Suo Lu

Thinking in Data

| | email

Document Grouping Problem

Suppose you own a clothing enterprise and sell products online, think about the following case:

There are a large amount of T-shirt with many occasions, styles, colors etc. You recording each of them onto the page. Through front-end search system, user can browsing/search any T-shrit they like and punch.

Sounds good, right? Unfortunately, search experience may pretty bad. Because of each kind of clothes is likely to have many colors and sizes, you search result is filled with "same" product.

This is I called "Document Grouping Problem".
How to solve it? Quick answer: sku data fields redundancy with aggregation search.

Data Structure

First of all, regards different color/size as different product is reasonable. They have separate price and stock status, thay are SKUs.

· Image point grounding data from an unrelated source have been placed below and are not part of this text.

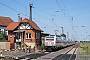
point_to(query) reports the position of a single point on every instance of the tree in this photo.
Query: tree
(63, 35)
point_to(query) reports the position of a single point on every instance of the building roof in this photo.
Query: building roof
(14, 25)
(5, 21)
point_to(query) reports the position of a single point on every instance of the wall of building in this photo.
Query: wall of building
(11, 39)
(3, 28)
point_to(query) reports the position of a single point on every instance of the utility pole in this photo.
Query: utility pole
(62, 30)
(18, 28)
(56, 32)
(31, 5)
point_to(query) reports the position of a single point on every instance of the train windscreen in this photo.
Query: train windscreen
(49, 38)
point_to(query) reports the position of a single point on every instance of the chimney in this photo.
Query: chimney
(20, 19)
(31, 5)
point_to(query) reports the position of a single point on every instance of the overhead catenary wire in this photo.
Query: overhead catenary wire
(66, 17)
(22, 14)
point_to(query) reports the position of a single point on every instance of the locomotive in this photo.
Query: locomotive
(55, 42)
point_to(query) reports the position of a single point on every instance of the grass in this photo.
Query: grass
(85, 48)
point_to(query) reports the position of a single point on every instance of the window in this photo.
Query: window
(37, 35)
(10, 35)
(28, 35)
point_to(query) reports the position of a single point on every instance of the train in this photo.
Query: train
(55, 42)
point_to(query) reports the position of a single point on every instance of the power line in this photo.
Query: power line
(65, 16)
(36, 13)
(13, 9)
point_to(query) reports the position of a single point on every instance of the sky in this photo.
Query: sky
(51, 15)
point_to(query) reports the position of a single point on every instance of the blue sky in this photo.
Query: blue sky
(50, 15)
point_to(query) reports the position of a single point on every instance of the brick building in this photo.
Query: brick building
(4, 22)
(24, 33)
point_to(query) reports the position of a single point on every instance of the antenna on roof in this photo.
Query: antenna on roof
(31, 5)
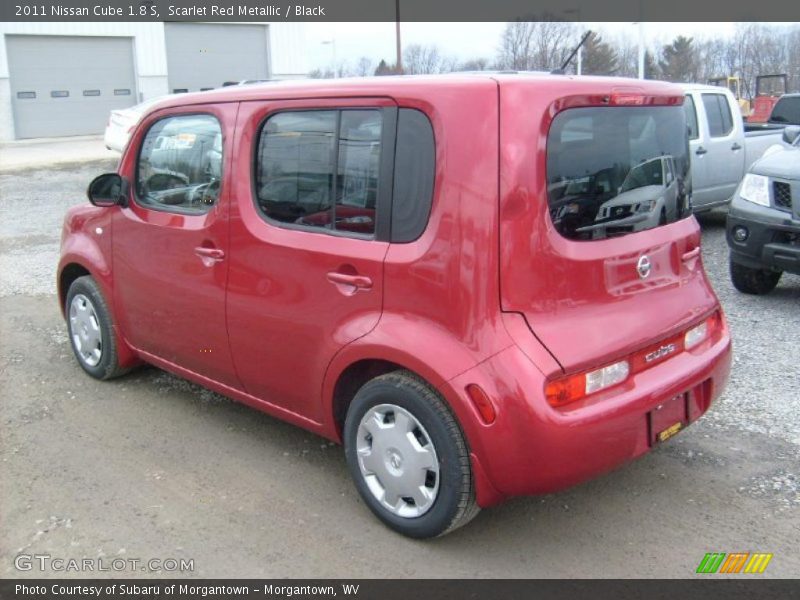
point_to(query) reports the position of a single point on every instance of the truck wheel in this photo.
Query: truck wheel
(91, 330)
(408, 457)
(753, 281)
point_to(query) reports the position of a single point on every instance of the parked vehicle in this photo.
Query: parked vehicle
(649, 196)
(763, 228)
(121, 123)
(721, 149)
(769, 89)
(355, 263)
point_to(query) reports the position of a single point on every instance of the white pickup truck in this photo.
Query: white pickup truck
(721, 148)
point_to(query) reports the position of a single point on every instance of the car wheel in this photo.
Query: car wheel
(753, 281)
(91, 330)
(408, 456)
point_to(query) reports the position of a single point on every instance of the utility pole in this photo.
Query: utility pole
(399, 59)
(641, 39)
(641, 50)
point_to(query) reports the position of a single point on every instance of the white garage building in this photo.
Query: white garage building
(59, 79)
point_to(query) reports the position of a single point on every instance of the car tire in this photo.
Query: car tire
(408, 457)
(753, 281)
(91, 330)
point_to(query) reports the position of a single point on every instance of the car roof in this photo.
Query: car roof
(410, 85)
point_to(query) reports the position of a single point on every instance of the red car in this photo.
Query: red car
(417, 268)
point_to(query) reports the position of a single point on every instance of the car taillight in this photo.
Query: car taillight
(700, 333)
(573, 388)
(565, 390)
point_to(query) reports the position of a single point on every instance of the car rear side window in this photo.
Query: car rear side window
(414, 171)
(320, 169)
(617, 170)
(180, 164)
(720, 121)
(786, 110)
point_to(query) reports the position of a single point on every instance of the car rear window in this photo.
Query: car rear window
(617, 170)
(786, 110)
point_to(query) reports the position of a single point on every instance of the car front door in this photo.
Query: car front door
(171, 242)
(312, 183)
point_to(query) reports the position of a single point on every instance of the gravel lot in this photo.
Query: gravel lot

In the Search Index saving skus Cartesian Product:

SKU# NAME KEYWORD (color, size) FAMILY_ID
10001 Sweetly T-shirt 1 Blue, M 1
10002 Sweetly T-shirt 2 Blue, XL 1
10003 Sweetly T-shirt 3 Red, M 1
10004 Sweetly T-shirt 4 Red, XL 1
10005 Easy-chic T-shirt 1 Blue, M 2
10006 Easy-chic T-shirt 2 Blue, XL 2
10007 Easy-chic T-shirt 3 Red, M 2
10008 Easy-chic T-shirt 4 Red, XL 2

For the index building, prepare the family data in the database, separate a table for family info.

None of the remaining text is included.